Not true on either count.  Rail now accounts for about 1/3 of freight
traffic by weight in the US, and it is growing.  A significant fraction
of small-parcel "2-day express" shippment goes at least part way by
rail.  Rail is the one sector of land freight movement that has shown 
dramatic productivity improvement over the past decade.  Passenger rail is
a marginal player in the long-haul intercity routes, but it is a 
significant player in the heavily-traveled intercity routes (e.g., 
Northeast Corridor) and in many intra-regional commuter networks.


Note as well that the railroad world played major roles in key 
developments in telecommunications. For example, developments in 
radio communications for rail transport were key in the development of
the concept of cellular radiotelephony.  Also, one of the first major 
breaks in the armor of the AT&T Bell System's monopolistic hold on 
long-distance communication, which arguably bootstrapped the telecom
deregulations of the 80's and 90's, occurred when a railroad won the
right in court (after being sued by the Bells) to run its own long-
distance interstate telephony network over its rail right-of-way.
This preceeded MCI's microwave end-run of the Bell System by a couple
of decades. 


John King, UCI


John King




Date: Mon, 18 Nov 1996 22:22:32 -0500
To: "John L. King" <king () wang-wei ICS UCI EDU>
From: rjs () rpcp mit edu (Richard J. Solomon)

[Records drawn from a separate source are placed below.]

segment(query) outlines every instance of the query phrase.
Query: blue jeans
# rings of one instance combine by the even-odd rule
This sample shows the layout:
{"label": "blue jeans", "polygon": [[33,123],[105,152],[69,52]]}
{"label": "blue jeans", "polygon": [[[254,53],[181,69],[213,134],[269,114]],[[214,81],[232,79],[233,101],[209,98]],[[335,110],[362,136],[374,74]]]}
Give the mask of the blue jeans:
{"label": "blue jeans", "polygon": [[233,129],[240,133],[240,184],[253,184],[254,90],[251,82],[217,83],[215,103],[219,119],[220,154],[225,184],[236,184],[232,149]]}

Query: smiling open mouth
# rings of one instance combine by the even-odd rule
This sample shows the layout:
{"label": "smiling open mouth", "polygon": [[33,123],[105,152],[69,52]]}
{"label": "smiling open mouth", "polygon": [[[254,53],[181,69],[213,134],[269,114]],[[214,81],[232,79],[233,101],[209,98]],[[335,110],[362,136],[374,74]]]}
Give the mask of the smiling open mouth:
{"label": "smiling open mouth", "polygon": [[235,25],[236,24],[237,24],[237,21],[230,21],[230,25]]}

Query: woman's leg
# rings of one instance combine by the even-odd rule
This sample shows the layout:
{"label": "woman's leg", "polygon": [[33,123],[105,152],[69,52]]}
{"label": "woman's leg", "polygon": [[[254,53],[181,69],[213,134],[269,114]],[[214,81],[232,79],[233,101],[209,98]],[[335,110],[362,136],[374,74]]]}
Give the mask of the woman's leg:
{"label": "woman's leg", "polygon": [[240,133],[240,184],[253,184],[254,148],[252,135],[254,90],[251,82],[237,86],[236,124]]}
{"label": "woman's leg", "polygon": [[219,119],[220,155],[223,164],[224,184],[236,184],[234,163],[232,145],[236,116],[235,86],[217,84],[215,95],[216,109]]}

I like railways, too. They comprise two chapters of historical perspective
in my forthcoming book on telecom re-regulation, "The Gordian Knot" (MIT
Press, 1996). However, the facts are simple: railroad corporations as a
whole ignored the technological changes and gave up the lion's share of the
value-added to freight forwarders, truckers and airlines. Peter Lyons' "To
Hell in a Day Coach" (Lippincott, 1969) did a good job documenting how
asinine they were about politics -- that was when the National Railroad
Passenger Corporation was being debated in Congress. A flock of recent
books takes the story up to date.


Weight doesn't count; very little coal is shipped on 747s. Even stack
trains don't count. The RRs came in so late, that they gave the bulk of the
profits over to the shipping industry. Matson Lines revolutionized the
American railroads, but mostly to the profit of its Japanese shipowners,
since the Japanese needed the land-bridge more than we did. Today, to quote
the CEO of CSX in his recent announcement to merge with Conrail, railroads
receive a small fraction of the freight value shipped in the U.S., despite
their recent growth trends and despite the shift to containerization,
especially over the Rockies. And that took 60-70 years to reverse. But
value-added is what counts in business, not bulk, and the value-added
doesn't go the people who own locomotives. The Santa Fe is the only
railroad controlling its own stack train freight forwarding, and they don't
have a very large share of the traffic. Who can we blame for this but
management excesses and blindness for decades?


Sad, but true.


As for passenger traffic, Amtrak's figures aren't even on the radar.
Cutting out 1/4 of their recent service doesn't exactly count as growth.
Another sad story, when you see TGVs, Bullets, ICE trains all making money,
and all based on pre-war U.S. technology taken to the extreme. Not that the
Europeans or Japanese manage their railroads any better, but the highspeed
services have reversed downward trends


From my point of view, the railroads did themselves in, helped, of course,
by their competitors. The telephone companies will do the same, but this
time there won't be any rights of way, old steam locomotives on museum
trips, or stone arch bridges to remind us that Ma Bell once existed. No one
collects old Western Electric Central Office buildings, just W.E. wooden
crank telephones.


I don't see the relevance of the S.P. disinvestment in microwave towers to
form Sprint They surely didn't understand the telecom revolution. If
anything, the U.S. Air Force should be given the most credit for pushing
the Long Lines microwave growth in the late 1950s, for SAGE and follow-ons.
One hell of a giantic subsidy to AT&T.